# Universities in Perth



## Editor

While the number of universities in Perth may not match those in the likes of Melbourne and Sydney, there is no doubt that it still attracts more than its fair share of attention from overseas students. The current list of universities in Perth includes: –

Curtin University of Technology 
Edith Cowan University 
Murdoch University
University of Notre Dame 
University of Western Australia 

If you have any experience of the above universities or any other educational facilities in Perth then please feel free to comment below. As the number of overseas students moving to Australia is set to grow further in the short to medium term, any assistance would be greatly appreciated by many members.


----------



## Editor

It would be interesting to hear from anybody who has applied to any of the above universities or is in attendance at the moment.


----------



## markier87

*Curtin University*

Hi!

I am Mark and I have been accepted to study my PhD in Curtin University for next year (2014). I want to bring with me my de facto partner (same-sex) to Australia because I don't want to be far from him again. I did my masters here in Korea (will be graduating by Feb 2014).

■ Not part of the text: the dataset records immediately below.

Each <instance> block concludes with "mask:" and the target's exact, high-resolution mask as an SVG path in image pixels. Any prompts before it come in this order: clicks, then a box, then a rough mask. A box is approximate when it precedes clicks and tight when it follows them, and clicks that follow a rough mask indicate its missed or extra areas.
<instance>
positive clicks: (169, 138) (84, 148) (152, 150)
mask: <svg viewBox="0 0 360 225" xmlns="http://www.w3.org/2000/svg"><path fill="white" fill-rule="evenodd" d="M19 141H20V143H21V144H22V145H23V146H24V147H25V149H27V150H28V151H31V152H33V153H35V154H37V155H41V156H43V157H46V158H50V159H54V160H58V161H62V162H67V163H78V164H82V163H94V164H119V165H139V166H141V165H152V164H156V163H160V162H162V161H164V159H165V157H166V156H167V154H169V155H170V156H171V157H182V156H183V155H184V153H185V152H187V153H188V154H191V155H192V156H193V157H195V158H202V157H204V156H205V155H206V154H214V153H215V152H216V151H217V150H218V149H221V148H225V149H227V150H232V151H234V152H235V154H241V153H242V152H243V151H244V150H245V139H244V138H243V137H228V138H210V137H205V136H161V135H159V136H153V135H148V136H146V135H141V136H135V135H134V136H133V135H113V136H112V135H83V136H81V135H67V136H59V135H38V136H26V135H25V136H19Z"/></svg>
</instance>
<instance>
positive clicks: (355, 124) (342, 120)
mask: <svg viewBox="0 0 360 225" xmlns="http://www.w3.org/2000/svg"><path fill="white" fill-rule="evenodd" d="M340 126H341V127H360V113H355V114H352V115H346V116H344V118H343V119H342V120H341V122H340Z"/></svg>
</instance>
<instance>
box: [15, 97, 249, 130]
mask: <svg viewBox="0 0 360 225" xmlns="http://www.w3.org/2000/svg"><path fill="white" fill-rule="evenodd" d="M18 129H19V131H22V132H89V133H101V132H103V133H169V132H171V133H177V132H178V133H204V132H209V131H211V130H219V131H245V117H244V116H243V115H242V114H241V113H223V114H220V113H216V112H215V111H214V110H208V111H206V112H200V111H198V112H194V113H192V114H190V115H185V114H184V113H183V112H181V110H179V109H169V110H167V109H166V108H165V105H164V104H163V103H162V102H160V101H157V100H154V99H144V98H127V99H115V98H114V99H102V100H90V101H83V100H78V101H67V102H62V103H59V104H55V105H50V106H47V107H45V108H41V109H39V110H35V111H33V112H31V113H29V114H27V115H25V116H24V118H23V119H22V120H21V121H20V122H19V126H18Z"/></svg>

I know I can apply for a Student Visa Subclass 574 (SVP) but my concern is with my partner. Anybody with a similar concern? Please help!


----------



## yesican1

Hi..

I'm currently looking into the possibility of furthering my studies in Perth and these universities have been on my radar for the past 6 months. 

I'm yet to decide on what course to take on but i'm glad to know that i'm on the right track re universities in Perth.


----------